时卿闭眼,心中仅存的迟疑也散了个干净。

“系统,隐匿身形。”

小老虎抬爪按下去,眼里燃烧着火光:“去吧!皮卡丘!”

回应他的是一巴掌拍在毛绒屁股上,啪叽响。

这边,太子忍无可忍地召出了宫廷禁卫军,喊着要定裴闻钰的罪,目无尊法,殿前杀生,严重侵犯了皇权,是对皇家的蔑视,对先帝的不尊。

可禁卫军半数都在裴闻钰的掌控之下,又当着满朝文武,迟迟不敢拿下摄政王。

两方僵持着,有纯臣看不下去,劝裴闻钰收敛,先帝遗旨,违抗者当以谋逆罪论处。

讲到动情处更是声泪泣下,道摄政王辜负了先帝的信任,陛下驾崩时,如此放心将重权交予他手,便是要他辅佐太子,如此作为,实在难看。

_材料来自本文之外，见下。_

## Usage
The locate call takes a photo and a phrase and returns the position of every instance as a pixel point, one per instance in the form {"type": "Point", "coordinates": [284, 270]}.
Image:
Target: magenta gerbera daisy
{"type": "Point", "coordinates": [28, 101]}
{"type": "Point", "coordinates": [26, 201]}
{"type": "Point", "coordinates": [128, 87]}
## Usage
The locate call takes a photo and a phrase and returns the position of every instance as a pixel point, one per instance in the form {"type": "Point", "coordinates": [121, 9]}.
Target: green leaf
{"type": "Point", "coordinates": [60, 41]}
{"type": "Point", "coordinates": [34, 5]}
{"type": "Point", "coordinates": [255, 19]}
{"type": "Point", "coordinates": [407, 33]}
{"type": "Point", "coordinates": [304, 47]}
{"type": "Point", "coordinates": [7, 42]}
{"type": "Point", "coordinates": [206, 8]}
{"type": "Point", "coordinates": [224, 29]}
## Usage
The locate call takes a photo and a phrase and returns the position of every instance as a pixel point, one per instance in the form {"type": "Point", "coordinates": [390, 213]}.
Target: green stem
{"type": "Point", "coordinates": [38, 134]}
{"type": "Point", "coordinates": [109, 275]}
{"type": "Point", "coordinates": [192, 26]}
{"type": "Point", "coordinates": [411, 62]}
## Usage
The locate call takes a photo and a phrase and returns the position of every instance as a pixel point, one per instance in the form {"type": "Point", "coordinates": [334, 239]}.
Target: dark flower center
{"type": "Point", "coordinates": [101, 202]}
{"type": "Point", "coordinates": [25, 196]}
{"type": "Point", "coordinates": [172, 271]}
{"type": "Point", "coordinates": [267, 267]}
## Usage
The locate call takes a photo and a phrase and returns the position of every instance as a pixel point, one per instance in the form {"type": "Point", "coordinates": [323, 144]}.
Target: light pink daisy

很快有人反驳,指出:“王爷只是在铲除朝堂的蠹虫,如何不是为国效力?”

那位老臣一噎。

不待他反驳,又有一人站出来,一看,赫然是藏在人群中当路人甲的顾谨言。

“王爷不过是手段狠了点,执掌大权至今,桩桩件件,哪处不是为魏国着想?”

顾谨言睁眼说瞎话:“江南水灾,王爷派遣使臣犹觉不放心,忧思过重,寝食难安,更是隐匿行迹亲自下江南,敢问林大人,王爷这是害了大魏不成?”

“臣可没这么说!”

“小辈清楚您是心疼殿下,可这些都是他将来要面对的,邻国如狼环伺,虎视眈眈,殿下若不尽快成长起来,所作所为无法让王爷信服,叫王爷如何放心把大魏交到他手上?”

言下之意:他就是一小孩儿,连王爷都干不赢,又怎么能护住大魏?

王爷这是在锻炼他啊!

楚父看了眼顾谨言,认出他就是常年混迹花丛的白面小生,儿子口中油嘴滑舌的浪荡子。